La Haut commissaire des Nations Unies aux droits de l'homme, Navi Pillay, a appelé les autorités syriennes et israéliennes à ouvrir une enquête « indépendante, transparente et impartiale » sur les incidents survenus dimanche 5 juin à la frontière israélo-syrienne.

Dans un communiqué publié mardi, elle a exprimé sa profonde inquiétude sur les informations selon lesquelles les forces de sécurité israéliennes ont utilisé des armes à balle réelle contre des civils qui manifestaient le long de la ligne de cessez–le-feu entre le Golan occupé et la Syrie.

La Haut commissaire a exhorté Israël à remplir ses obligations en matière de droits de l'homme et de droit humanitaire international afin de garantir la protection des civils.

« Entre 30 et 40 manifestants, ont été tués par les forces de sécurité israéliennes ces trois dernières semaines », a déclaré Navi Pillay dans son communiqué. « Le gouvernement d'Israël a la responsabilité de garantir que le personnel de sécurité évite l'usage excessif de la force ».

« Aussi difficiles qu'aient été les circonstances, l'utilisation d'armes à balle réelle contre des manifestants présumés non armés, qui a provoqué de nombreux morts et blessés, soulève inévitablement la question de l'usage excessif et inutile de la force », a-t-elle insisté.

Dimanche, des manifestants commémoraient l'anniversaire de la Guerre de 1967 au cours de laquelle Israël a commencé à occuper une partie du Golan. Les manifestants ont appelé à la fin de l'occupation du plateau du Golan.

Selon la presse, les tirs israéliens ont tué plus de 20 civils et fait des centaines de blessés. D'autres informations font état de détonations de mines qui auraient explosé du côté syrien de la ligne de cessez-le-feu, a indiqué le Haut commissariat aux droits de l'homme (HCDH).
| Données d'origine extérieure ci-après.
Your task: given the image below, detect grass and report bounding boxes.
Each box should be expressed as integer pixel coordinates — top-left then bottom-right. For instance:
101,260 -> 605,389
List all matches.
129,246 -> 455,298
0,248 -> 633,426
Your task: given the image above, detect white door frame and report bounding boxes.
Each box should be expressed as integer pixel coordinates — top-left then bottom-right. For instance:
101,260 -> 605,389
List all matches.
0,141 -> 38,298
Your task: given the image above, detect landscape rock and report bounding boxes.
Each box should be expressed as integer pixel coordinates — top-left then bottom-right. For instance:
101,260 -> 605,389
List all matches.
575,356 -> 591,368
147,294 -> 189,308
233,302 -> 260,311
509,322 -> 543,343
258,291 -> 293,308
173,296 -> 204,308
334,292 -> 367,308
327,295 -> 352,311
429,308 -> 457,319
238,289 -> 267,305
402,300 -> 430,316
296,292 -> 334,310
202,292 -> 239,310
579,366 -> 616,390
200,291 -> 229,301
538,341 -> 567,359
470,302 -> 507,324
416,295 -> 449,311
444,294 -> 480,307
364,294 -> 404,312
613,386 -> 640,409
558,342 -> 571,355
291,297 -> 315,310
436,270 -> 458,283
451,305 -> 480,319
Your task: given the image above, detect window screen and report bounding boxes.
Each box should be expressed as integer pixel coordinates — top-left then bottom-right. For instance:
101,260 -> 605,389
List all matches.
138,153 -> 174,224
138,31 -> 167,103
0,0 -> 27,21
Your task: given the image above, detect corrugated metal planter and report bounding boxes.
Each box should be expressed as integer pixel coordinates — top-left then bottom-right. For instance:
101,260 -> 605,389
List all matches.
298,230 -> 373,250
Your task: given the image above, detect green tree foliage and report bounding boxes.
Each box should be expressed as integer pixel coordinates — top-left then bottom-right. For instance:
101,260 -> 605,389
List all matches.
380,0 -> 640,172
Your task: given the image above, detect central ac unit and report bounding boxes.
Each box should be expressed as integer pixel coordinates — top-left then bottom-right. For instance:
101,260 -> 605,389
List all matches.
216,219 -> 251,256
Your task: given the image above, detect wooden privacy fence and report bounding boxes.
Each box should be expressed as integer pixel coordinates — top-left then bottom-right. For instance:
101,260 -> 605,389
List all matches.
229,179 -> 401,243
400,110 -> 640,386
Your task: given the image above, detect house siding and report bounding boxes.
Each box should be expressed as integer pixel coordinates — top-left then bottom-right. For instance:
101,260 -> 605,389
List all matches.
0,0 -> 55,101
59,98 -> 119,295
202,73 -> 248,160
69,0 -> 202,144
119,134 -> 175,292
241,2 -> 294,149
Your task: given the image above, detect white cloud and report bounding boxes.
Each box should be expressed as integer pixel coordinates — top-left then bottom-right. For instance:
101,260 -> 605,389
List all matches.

Navi Pillay a également exprimé son inquiétude sur les informations selon lesquelles des civils auraient été encouragés à manifester dans les zones où les mines étaient localisées. « Les autorités syriennes ont une obligation d'empêcher que les civils entrent dans les zones ou les mines sont implantées », a-t-elle dit.
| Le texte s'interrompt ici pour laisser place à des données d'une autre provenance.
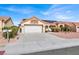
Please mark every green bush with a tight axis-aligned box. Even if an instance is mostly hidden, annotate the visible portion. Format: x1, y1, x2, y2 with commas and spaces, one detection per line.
3, 26, 18, 38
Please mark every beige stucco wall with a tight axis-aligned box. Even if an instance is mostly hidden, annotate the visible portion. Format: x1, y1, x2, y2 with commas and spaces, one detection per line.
20, 19, 46, 32
5, 20, 13, 27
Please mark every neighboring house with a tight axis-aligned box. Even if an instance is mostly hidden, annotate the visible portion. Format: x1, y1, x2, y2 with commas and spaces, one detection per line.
19, 16, 79, 33
0, 16, 14, 32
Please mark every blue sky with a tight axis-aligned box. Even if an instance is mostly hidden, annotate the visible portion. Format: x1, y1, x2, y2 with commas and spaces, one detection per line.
0, 4, 79, 25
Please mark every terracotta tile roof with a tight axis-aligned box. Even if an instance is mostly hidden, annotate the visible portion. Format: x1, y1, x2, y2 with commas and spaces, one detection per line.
0, 16, 10, 22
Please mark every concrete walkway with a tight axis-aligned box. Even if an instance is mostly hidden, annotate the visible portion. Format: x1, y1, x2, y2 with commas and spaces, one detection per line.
5, 33, 79, 55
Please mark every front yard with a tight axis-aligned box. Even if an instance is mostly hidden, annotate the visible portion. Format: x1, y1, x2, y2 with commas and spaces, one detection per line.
51, 32, 79, 39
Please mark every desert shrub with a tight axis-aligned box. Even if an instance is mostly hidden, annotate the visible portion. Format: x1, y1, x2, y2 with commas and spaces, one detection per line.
3, 26, 18, 39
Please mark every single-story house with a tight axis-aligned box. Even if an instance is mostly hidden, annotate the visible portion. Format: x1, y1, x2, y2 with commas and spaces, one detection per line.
19, 16, 79, 33
0, 16, 14, 32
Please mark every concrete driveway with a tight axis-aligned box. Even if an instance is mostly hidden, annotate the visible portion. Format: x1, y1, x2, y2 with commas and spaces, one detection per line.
5, 33, 79, 55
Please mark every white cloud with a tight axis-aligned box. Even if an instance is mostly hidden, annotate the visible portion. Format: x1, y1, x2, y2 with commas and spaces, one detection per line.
0, 6, 34, 14
41, 4, 73, 21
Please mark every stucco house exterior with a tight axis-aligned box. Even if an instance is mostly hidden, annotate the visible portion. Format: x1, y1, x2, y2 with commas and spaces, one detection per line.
19, 16, 79, 33
0, 16, 14, 32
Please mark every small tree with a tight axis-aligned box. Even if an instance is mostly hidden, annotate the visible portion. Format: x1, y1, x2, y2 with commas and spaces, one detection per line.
3, 26, 18, 38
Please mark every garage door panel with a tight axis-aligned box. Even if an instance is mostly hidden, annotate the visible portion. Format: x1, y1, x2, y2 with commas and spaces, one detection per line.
25, 26, 42, 33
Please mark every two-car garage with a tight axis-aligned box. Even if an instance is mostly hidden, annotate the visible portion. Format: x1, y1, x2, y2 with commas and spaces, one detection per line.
23, 25, 43, 33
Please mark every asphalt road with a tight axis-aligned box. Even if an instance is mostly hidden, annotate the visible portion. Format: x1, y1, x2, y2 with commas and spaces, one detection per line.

Elle également appelé à l'ouverture d'une enquête sur les événements du 15 mai dernier.

Selon la presse, le 15 mai dernier, dix personnes ont été tuées et 112 blessées dans le sud du Liban après des échanges de tirs à la frontière entre Israël et le Liban, alors que des réfugiés palestiniens manifestaient côté libanais pour commémorer la Nakba, l'exode après la création d'Israël en 1948.

Lundi, le Secrétaire général de l'ONU, Ban Ki-moon, s'est dit profondément inquiet sur les événements survenus dimanche dans le Golan occupé et a appelé les parties à la retenue.